Di masa Bapa-bapa Gereja terdapat perbedaan
pemikiran yang cukup tajam tentang suatu tematis di dalam Alkitab. Misal
keberadaan Yesus Kristus sebagai Anak Allah atau dogma tentang “trinitas”. Nah,
mari kita menerawang satu per satu bagaimana sebenarnya muncul pemikiran ajaran
sesat pada awal kekristenan? Pandangan sesat pertama justru datang dari seorang
warga jemaat bernama Marcion, saudagar kaya raya hingga mampu mendirikan sebuah
gereja. Menurut Marcion, Allah Perjanjian Lama (PL) dan Allah Perjanjian Baru
(PB) sangat berbeda. Allah PL
bersifat terbatas, kurang sempurna, kurang mulia, dan kurang memiliki kemampuan
dasyat. Karena itu Allah PL
bersifat pemarah, pendendam, dan kejam. Allah PL tidak mengutus Yesus Kristus
datang melawat dunia melainkan Allah lain yang menurutnya benar dan berlaku
adil, namun Allah PL
yang menjebak Yesus untuk disalibkan karena sifat benciNya. Akibat pandangan
Marcion sedemikian rupa, membenci semua unsur Taurat di PL maka Marcion menolak
dan membuang semua kitab PB yang terkait dengan PL. Kitab-kitab PB yang
diterimanya adalah Kitab Lukas dengan meniadakan kisah kelahiran Yesus, semua surat para rasul kecuali
Surat Timotius dan Surat Titus.4 Hasil pekerjaan
Marcion itu disebut sebagai “Kitab Marcion”. Ajaran Marcion berkembang mulai
abad ke 2 hingga abad ke 5, kemudian dinyatakan sebagai ajaran sesat.

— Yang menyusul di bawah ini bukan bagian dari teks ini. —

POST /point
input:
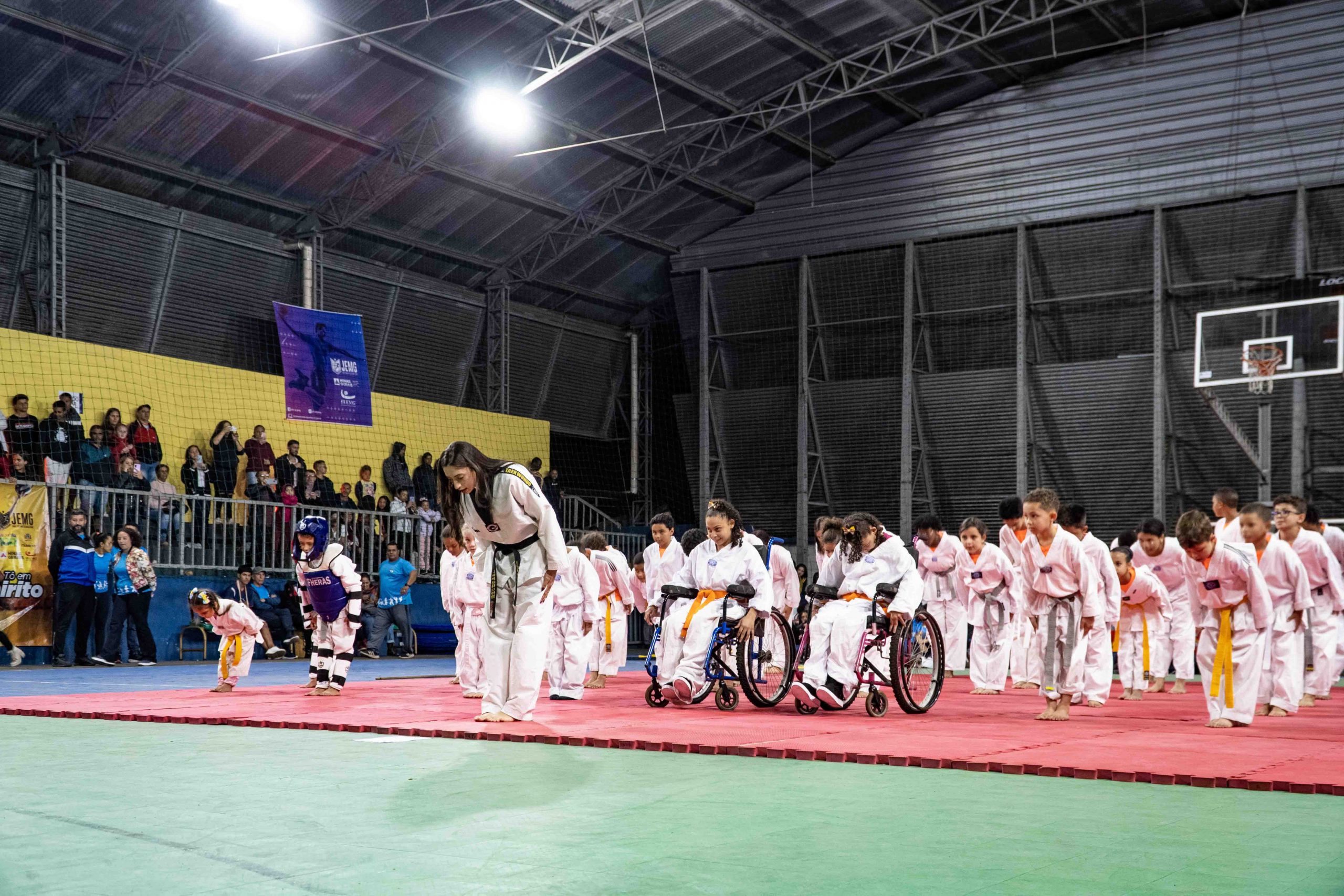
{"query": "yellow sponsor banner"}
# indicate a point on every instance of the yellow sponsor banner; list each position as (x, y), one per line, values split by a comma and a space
(26, 598)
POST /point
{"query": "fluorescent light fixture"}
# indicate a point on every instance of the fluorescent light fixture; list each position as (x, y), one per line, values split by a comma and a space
(502, 113)
(281, 19)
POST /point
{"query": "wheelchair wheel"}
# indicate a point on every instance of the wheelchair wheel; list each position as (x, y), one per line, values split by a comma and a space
(765, 666)
(917, 664)
(654, 696)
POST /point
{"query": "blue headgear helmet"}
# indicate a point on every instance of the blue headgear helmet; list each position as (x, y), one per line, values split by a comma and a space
(316, 527)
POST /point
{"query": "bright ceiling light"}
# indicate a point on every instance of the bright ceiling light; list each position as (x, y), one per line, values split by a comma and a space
(502, 113)
(281, 19)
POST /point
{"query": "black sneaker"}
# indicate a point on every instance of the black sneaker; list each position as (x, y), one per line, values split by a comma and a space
(831, 693)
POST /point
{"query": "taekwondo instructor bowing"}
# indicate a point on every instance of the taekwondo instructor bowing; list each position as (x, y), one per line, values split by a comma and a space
(522, 547)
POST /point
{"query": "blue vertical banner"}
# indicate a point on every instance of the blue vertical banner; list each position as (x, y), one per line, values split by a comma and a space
(326, 370)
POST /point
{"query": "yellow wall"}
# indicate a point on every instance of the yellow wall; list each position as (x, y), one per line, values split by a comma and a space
(190, 398)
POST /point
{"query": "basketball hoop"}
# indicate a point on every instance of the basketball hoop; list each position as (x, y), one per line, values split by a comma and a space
(1264, 362)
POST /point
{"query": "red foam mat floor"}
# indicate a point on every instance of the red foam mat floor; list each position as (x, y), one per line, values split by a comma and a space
(1159, 739)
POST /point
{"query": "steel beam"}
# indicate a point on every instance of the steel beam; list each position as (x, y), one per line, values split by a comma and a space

Perkembangan selanjutnya sangat ramai bahkan
perdebatan sengit pun tidak terhindarkan. Perdebatan tersebut lahir di kalangan
para pemimpin gereja, di antaranya sangat penting disebut Arius, Apolinaris, dan
Nestorius. Dari kata “nestorius” menjadi “nestorian” bagi pengikutnya datang
istilah “nasrani”. Menurut Arius, presbiter dari Aleksandria,Yesus Kristus
tidak sama dan tidak serupa dengan Allah Bapa, namun ciptaan Allah Bapa yang
tertinggi serta ciptaan yang tertua. Allah Bapa menciptakan segala sesuatu
kemudian melalui Yesus Kristus, namun Yesus Kristus tidaklah kekal adanya.
Karena Yesus Kristus memiliki ketaatan yang tinggi maka Allah Bapa memberi
tempat terhormat kepadaNya. Dasar pandangan ini yang dikemudian diambil oleh
seorang warga Amerika Serikat (AS) berdarah Yahudi, Charles Taze Russel untuk
mendirikan Saksi Yehova (Jehova Witnessing). Persoalan
kesehakekatan (homo-ousios) atau ketidaksehakekatan (hetero-ousios)

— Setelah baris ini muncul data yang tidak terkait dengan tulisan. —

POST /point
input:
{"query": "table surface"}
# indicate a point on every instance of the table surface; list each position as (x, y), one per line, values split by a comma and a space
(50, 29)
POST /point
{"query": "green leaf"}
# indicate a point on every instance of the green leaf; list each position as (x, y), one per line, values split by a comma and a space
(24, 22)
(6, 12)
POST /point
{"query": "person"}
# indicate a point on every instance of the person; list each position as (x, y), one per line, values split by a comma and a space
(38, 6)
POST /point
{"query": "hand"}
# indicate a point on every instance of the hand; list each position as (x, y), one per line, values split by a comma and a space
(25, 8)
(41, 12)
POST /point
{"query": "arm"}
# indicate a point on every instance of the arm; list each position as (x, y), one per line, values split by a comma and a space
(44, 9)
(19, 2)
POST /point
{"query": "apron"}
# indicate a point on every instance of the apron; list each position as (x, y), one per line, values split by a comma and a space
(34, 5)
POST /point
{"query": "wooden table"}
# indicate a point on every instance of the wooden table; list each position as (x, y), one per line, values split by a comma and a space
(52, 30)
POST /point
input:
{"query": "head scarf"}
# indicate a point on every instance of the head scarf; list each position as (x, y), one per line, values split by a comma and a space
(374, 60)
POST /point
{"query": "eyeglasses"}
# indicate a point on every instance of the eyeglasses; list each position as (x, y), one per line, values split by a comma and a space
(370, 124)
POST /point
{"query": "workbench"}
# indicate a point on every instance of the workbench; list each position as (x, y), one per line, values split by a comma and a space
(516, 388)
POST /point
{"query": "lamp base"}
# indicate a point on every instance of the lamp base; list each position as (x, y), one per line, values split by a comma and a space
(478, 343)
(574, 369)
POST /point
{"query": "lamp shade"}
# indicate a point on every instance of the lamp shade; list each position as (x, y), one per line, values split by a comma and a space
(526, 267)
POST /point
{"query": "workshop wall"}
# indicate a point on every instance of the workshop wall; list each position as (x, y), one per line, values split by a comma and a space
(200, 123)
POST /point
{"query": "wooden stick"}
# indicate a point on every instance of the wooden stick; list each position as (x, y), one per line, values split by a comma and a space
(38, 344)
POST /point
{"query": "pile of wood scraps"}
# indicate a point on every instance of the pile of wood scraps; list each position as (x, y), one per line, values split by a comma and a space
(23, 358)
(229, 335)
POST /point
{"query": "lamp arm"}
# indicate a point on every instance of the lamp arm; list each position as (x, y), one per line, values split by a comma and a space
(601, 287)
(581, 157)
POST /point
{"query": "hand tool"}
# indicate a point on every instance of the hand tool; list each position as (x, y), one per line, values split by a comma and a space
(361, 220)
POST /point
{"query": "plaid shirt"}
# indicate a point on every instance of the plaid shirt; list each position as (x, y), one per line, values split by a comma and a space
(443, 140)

Yesus Kristus dengan Allah Bapa akhirnya dibawa ke dalam Konsili Nicaea I tahun
325 M. Hasil konsili memutuskan bahwa ajaran Arius sesat, dikutuk dan untuk
melawan ajaran Arius dikumandangkan Pengakuan Iman Nicea yang sangat terkenal
tersebut.5 Apolinaris, uskup
dari Laodekia justru berpendapat bahwa Yesus Kristus hanya memiliki tubuh dan
jiwa, namun tidak memiliki roh sebab rohNya telah diganti oleh Logos
(Yohanes 1). Karena itu Yesus Kristus bukanlah manusia melainkan Ilahi, sama
dengan Allah Bapa. Pandangan ini sering disebut “monofisitisme”.
Pada tahun 377 M ajaran Apolinaris dinyatakan sesat oleh Damasus I dan
dikukuhkan dalam putusan Konsili Konstantinopel II tahun 553 M bahkan dikutuk.

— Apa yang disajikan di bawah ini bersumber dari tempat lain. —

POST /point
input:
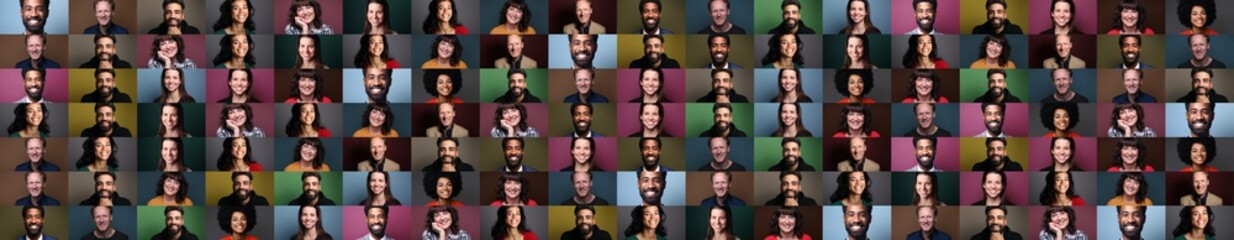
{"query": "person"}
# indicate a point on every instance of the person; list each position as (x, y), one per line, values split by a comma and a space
(996, 20)
(236, 52)
(854, 84)
(584, 79)
(442, 188)
(376, 20)
(103, 228)
(446, 53)
(448, 157)
(1129, 17)
(583, 194)
(654, 55)
(1060, 119)
(105, 191)
(307, 156)
(1132, 79)
(515, 57)
(376, 218)
(790, 192)
(855, 121)
(103, 12)
(173, 20)
(927, 215)
(374, 53)
(585, 225)
(1195, 222)
(1127, 120)
(857, 158)
(515, 19)
(235, 19)
(511, 224)
(36, 160)
(1197, 154)
(1059, 223)
(1200, 193)
(647, 223)
(443, 19)
(238, 87)
(720, 184)
(1058, 191)
(105, 52)
(376, 121)
(996, 225)
(446, 125)
(786, 224)
(442, 224)
(926, 125)
(993, 189)
(306, 87)
(378, 160)
(924, 149)
(923, 14)
(790, 160)
(310, 224)
(172, 88)
(236, 120)
(1200, 57)
(170, 189)
(30, 120)
(443, 85)
(35, 186)
(516, 90)
(1202, 88)
(236, 156)
(583, 50)
(35, 48)
(98, 155)
(1130, 189)
(242, 192)
(310, 191)
(923, 52)
(1063, 57)
(1129, 48)
(1197, 16)
(852, 189)
(722, 125)
(995, 51)
(992, 118)
(650, 85)
(304, 17)
(782, 51)
(583, 24)
(510, 121)
(379, 191)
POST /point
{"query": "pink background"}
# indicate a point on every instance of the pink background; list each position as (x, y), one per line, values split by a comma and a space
(54, 89)
(1014, 119)
(1016, 191)
(262, 87)
(1084, 154)
(674, 119)
(263, 116)
(191, 50)
(536, 118)
(1084, 16)
(947, 16)
(604, 154)
(674, 87)
(947, 154)
(331, 15)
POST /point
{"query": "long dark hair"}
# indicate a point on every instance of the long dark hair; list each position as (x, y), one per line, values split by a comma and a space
(19, 120)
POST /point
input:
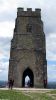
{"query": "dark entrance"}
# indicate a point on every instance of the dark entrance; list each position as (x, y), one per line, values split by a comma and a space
(29, 73)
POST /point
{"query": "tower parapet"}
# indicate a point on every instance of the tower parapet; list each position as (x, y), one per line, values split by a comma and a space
(29, 12)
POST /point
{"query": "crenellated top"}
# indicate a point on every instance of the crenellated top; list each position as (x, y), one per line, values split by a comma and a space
(28, 12)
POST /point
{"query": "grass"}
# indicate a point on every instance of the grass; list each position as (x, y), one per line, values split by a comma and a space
(19, 95)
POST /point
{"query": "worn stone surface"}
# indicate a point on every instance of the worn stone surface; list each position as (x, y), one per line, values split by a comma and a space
(28, 48)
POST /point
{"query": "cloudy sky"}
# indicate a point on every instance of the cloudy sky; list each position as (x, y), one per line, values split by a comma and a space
(8, 9)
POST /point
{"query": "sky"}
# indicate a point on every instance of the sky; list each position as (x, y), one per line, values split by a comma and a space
(8, 13)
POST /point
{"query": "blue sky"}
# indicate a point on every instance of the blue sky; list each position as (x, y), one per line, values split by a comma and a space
(8, 9)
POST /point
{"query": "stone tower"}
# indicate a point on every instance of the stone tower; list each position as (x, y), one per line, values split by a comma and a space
(28, 50)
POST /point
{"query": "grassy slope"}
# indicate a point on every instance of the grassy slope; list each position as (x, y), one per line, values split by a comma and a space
(17, 95)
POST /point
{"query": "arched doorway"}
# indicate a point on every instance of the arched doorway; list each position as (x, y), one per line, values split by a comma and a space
(28, 72)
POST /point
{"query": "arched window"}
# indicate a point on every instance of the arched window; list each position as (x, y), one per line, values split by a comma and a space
(29, 28)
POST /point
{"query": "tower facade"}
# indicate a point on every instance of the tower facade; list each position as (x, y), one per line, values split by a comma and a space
(28, 50)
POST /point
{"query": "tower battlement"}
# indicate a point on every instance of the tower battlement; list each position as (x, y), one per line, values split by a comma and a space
(29, 12)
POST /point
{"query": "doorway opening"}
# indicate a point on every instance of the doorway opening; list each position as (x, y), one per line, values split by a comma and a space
(28, 78)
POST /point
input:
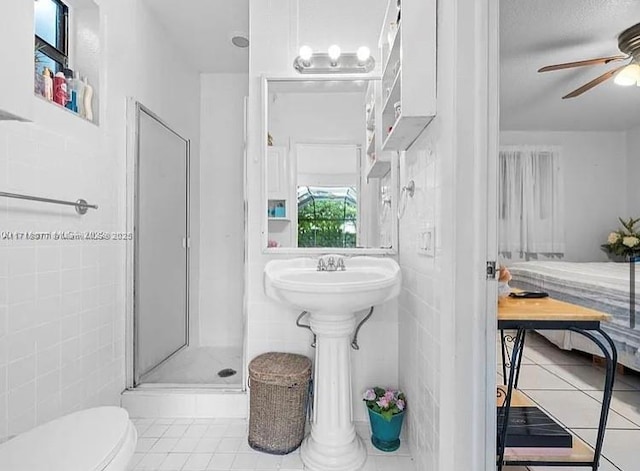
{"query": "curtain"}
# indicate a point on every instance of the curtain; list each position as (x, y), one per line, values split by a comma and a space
(531, 212)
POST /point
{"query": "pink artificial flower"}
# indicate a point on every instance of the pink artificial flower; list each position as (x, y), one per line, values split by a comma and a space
(369, 395)
(390, 395)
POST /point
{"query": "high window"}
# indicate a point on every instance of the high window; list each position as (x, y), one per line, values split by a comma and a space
(51, 35)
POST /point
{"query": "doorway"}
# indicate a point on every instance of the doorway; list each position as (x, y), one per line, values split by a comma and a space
(161, 249)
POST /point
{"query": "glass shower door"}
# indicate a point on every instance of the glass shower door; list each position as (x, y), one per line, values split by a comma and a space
(161, 243)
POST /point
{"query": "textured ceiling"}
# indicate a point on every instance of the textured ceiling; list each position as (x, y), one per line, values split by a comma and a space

Demikian juga pandangan Nestorius yang memisahkan
ketuhanan Yesus dan kemanusiaan Yesus, dengan alasan jika benar Yesus adalah
sungguh Tuhan dan sungguh manusia maka tidak ada keesaan Tuhan melainkan
keduaan Tuhan. Sedang pandangan Eutikianus menyatakan bahwa unsur kemanusiaan
dan keilahian Yesus Kristus bercampur padu, namun tentu keilahianNya melebihi
kemanusiaanNya. Kedua pandangan ini, Nestorius dan Eutikianus dibicarakan dalam
Konsili Kalsedon tahun 451 M. Hasilnya kedua pandangan tersebut dinyatakan
sesat, kemudian dikeluarkan Pengakuan Iman Kalkedon. Dengan keluarnya kredo
Kalsedon maka Gereja menyatakan 4 hal penting. Pertama Yesus
Kristus memiliki sifat keilahian yang sempurna, untuk menangkal ajaran Arius. Kedua
Yesus Kristus memiliki sifat manusia yang sempurna, untuk menangkal ajaran
Apolinaris. Ketiga kedua sifat tersebut tidak terpisahkan dan
berada dalam satu pribadi, untuk menangkal ajaran Nestorius. Keempat
kedua sifat itu juga tidak bercampur atau saling melebihi, untuk menangkal
ajaran Eutikianus.6 Keempat pernyataan Gereja tersebut sampai kini
menjadi pijakan dogma Kristen, yang dipegang oleh Gereja Katolik, Gereja
Kristen Orthodoks Timur, Gereja Protestan Lutheran, Gereja Protestan Calvin,
dst. HKBP termasuk gereja dari aliran Lutheran.